Timolol: The peak level of timolol-related radioactivity in the aqueous humor was reached after 30 minutes following a single application of 3H-radiolabelled timolol (0.5% solution: 20 μl/eye) to both eyes in rabbits. Timolol is eliminated from the aqueous humor much faster than from the pigmented tissues iris and ciliary body.

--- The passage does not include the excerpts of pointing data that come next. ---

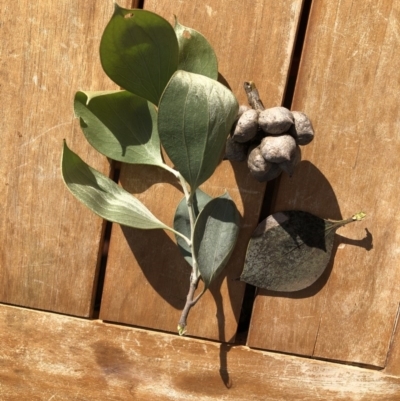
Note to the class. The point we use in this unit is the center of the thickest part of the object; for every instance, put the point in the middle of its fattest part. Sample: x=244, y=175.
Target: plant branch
x=190, y=302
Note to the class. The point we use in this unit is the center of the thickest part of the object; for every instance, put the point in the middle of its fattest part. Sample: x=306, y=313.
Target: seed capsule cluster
x=268, y=138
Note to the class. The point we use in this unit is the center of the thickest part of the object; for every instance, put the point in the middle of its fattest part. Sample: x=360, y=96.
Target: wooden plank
x=393, y=359
x=145, y=272
x=89, y=360
x=50, y=243
x=348, y=85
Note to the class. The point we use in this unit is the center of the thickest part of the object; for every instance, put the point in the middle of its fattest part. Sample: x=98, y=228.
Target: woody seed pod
x=246, y=127
x=278, y=149
x=276, y=120
x=302, y=130
x=259, y=168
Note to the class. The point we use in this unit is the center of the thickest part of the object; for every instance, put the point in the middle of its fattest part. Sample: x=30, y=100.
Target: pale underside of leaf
x=120, y=125
x=182, y=221
x=215, y=235
x=103, y=196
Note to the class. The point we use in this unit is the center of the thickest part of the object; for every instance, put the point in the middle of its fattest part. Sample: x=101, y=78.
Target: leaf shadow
x=142, y=177
x=318, y=285
x=170, y=283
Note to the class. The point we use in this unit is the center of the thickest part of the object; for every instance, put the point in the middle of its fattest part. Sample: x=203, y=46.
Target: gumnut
x=259, y=168
x=289, y=166
x=235, y=151
x=302, y=130
x=278, y=149
x=246, y=127
x=242, y=109
x=276, y=120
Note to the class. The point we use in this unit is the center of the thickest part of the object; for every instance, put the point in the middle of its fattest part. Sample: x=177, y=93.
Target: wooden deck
x=299, y=346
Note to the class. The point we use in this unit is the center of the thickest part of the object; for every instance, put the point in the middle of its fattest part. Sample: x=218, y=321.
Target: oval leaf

Metabolism: Tafluprost: The principal metabolic pathway of tafluprost in human, which was tested in vitro, is the hydrolysis to the pharmacologically active metabolite, tafluprost acid, which is further metabolized by glucuronidation or beta-oxidation. Products of beta-oxidation, 1,2-dinor and 1,2,3,4-tetranor tafluprost acids, which are pharmacologically inactive, may be glucuronidated or hydroxylated. Cytochrome P450 (CYP) enzyme system is not involved in the metabolism of tafluprost acid. Based on the study in rabbit corneal tissue and with purified enzymes, the main esterase responsible for the ester hydrolysis to tafluprost acid is carboxyl esterase. Butylcholine esterase but not acetylcholine esterase may also contribute to the hydrolysis.
Timolol: Timolol is metabolized in the liver primarily by CYP2D6 enzyme into inactive metabolites, which are excreted primarily through the kidneys.
Elimination: Tafluprost: Following once daily administration of 3H-tafluprost (0.005% ophthalmic solution; 5 μl/eye) for 21 days to both eyes in rats, approximately 87% of the total radioactive dose was recovered in the excreta. Percent of the total dose excreted in urine was approximately 27-38% and approximately 44-58% of the dose was excreted in the feces.
Timolol: Apparent elimination half-life from the human plasma is about 4 hours. Timolol is extensively metabolised in the liver and the metabolites are excreted in the urine in addition to 20 % unchanged timolol following oral administration.